Suono di Parigi dentro il fruscio delle piante/ mentre le foglie parlano del traffico sopra il caffè/ e le acacie aspergono la loro semenza come una spezia”, che meravigliosi versi, del Premio Nobel per la Letteratura Derek Walcott. Sai, la poesia contemporanea, anche se non esclusivamente, è una poesia cittadina. Nasce a Parigi, verso la metà dell’Ottocento, con I Fiori del male di Baudelaire e, da allora, ha portato dentro di sé, nel bene e nel male, nella gioia e nel dolore, lo spirito della Metropoli, l’incontro con le moltitudini, il rapporto fra il singolo e la folla, l’accavallarsi di luoghi, palazzi, architetture, immagini e la pubblicità e, tutto, con la nostra presenza, che mai ha cessato di vivere lungo i marciapiedi e negli spazi comuni”.
“Vero. Ricordo quello che dice David George Haskell nel suo libro Il canto degli alberi. “A Manhattan, un modesto albero sul marciapiede mi ha insegnato come gli alberi per strada ripuliscono l’aria e forniscono spazi per l’interazione sociale e per la nostra esperienza sensoriale della città”.



“Noi in fondo siamo uomini capovolti; lo avevano pensato Empedocle, Democrito, Platone, Aristotele. Per i Romani, in larga misura già per i Greci, prima di loro, la relazione tra Universo vegetale e Universo umano andava pensata sempre nei sensi di una continuità”.
“Infatti, noi e loro non siamo divisi da un vuoto profondo ma, al contrario, ci collochiamo lungo una scala, che ci mette in relazione vicendevole, non meno di quanto ci separi. Platone diceva che gli dèi, impastando una natura simile alla natura umana con altre forme, con altre sensazioni, diedero vita a un altro tipo  diverso di essere vivente, appunto noi alberi e le altre piante”.

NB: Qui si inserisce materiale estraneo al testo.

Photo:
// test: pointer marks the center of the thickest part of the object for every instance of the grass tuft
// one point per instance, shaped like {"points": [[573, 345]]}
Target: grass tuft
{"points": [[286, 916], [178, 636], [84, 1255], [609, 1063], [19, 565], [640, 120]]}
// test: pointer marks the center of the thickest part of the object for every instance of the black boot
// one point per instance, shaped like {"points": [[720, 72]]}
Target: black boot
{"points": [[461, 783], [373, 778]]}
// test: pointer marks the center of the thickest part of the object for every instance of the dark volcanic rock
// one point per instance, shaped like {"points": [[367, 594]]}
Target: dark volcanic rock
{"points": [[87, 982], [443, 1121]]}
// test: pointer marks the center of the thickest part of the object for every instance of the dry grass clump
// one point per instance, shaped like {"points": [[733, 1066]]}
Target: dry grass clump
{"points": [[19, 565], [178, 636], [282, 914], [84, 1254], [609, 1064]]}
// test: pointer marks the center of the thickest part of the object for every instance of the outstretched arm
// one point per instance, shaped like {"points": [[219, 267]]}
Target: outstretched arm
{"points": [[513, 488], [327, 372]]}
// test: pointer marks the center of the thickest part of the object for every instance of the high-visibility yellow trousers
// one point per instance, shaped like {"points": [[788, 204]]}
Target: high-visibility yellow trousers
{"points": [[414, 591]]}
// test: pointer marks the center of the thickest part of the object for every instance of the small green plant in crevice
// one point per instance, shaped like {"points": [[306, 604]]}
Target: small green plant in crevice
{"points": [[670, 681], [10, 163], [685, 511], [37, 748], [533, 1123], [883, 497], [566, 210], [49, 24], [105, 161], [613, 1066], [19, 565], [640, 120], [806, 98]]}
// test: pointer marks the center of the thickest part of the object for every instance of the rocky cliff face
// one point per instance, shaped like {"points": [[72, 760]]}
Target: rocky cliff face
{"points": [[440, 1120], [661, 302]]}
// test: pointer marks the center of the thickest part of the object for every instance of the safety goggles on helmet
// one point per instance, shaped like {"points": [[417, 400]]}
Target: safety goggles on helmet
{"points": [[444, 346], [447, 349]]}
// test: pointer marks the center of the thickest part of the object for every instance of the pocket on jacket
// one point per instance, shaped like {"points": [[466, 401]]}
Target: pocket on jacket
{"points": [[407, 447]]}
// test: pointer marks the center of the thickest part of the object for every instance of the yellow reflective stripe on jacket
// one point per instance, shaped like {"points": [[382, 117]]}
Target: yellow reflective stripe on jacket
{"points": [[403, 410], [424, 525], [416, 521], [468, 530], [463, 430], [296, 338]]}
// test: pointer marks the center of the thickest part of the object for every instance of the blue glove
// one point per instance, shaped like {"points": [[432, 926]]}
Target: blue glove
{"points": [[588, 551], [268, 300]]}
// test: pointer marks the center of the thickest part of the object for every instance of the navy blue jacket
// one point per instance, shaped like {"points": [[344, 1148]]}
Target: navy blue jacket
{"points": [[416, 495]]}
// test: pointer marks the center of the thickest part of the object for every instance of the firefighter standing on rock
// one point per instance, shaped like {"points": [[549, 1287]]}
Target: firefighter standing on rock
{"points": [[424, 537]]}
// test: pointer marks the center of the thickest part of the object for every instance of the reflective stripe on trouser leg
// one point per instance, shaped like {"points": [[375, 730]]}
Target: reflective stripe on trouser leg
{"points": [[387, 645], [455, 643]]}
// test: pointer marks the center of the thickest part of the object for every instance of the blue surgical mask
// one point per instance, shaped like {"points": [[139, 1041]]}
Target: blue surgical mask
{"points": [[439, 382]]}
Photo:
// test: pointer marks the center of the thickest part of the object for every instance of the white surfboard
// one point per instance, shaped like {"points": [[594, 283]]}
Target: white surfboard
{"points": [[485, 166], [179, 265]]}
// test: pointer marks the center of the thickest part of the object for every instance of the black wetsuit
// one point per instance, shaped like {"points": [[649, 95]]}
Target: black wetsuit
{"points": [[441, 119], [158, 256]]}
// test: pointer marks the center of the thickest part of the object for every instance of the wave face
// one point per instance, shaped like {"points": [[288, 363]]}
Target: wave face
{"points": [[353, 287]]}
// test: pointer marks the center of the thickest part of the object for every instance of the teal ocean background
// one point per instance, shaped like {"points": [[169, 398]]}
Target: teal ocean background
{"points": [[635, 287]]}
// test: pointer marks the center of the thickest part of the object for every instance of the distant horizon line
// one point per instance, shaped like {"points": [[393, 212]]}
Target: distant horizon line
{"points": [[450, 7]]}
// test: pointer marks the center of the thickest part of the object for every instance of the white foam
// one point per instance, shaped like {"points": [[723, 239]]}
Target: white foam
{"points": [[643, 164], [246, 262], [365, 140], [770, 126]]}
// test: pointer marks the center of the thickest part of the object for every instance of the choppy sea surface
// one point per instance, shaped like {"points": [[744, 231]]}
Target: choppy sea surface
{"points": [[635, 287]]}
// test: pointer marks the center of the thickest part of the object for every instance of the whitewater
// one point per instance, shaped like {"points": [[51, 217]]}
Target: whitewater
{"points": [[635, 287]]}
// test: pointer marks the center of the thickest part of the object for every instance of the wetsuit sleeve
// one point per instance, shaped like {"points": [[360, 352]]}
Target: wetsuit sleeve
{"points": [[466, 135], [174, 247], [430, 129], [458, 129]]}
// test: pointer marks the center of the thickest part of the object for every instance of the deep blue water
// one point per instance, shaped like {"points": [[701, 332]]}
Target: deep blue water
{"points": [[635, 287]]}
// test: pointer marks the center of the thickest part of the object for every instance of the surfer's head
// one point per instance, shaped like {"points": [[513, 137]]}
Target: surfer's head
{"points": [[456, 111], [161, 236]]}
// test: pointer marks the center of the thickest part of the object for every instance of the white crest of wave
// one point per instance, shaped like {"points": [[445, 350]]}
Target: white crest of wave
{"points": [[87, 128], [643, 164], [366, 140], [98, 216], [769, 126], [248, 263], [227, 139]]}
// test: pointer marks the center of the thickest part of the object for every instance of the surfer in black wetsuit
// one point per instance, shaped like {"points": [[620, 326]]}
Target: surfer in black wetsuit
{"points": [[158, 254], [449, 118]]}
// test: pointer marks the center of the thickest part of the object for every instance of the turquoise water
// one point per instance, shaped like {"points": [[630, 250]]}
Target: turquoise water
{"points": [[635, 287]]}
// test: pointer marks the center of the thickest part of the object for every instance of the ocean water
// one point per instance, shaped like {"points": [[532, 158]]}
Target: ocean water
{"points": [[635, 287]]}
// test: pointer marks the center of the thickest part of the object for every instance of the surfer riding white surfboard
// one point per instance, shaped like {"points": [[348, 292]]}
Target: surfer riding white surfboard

“In anni recenti, Claude Levi Strauss, te lo ricordi? Ha ripreso il rapporto tra l’uomo e gli alberi, scrivendo: “La societé est le modelle de l’homme”. Noi nel secolo dei Lumi siamo stati presi anche a modello della società”.
“E infine, mi piace ricordare che nel Barone Rampante, Italo Calvino fa di noi dimora e filosofia di vita”.


“Io voglio concludere questo nostro dialogo, ricordando a noi stessi la vicenda di come l’uomo della Preistoria, l’erectus berlinensis, si mise in piedi sulle sue gambe. Arrivò quel giorno  in cui lentamente, si alzò verso l’alto, non già imitando le scimmie, ma noi, gli alberi che aveva accanto, e sollevandosi sul tronco, diventò parte di una eterna, comune, umana, e arborea società”.
Per quanta bella architettura facciano gli uomini, non riusciranno mai a fare una cosa bella come un albero ( Pierluigi Nervi).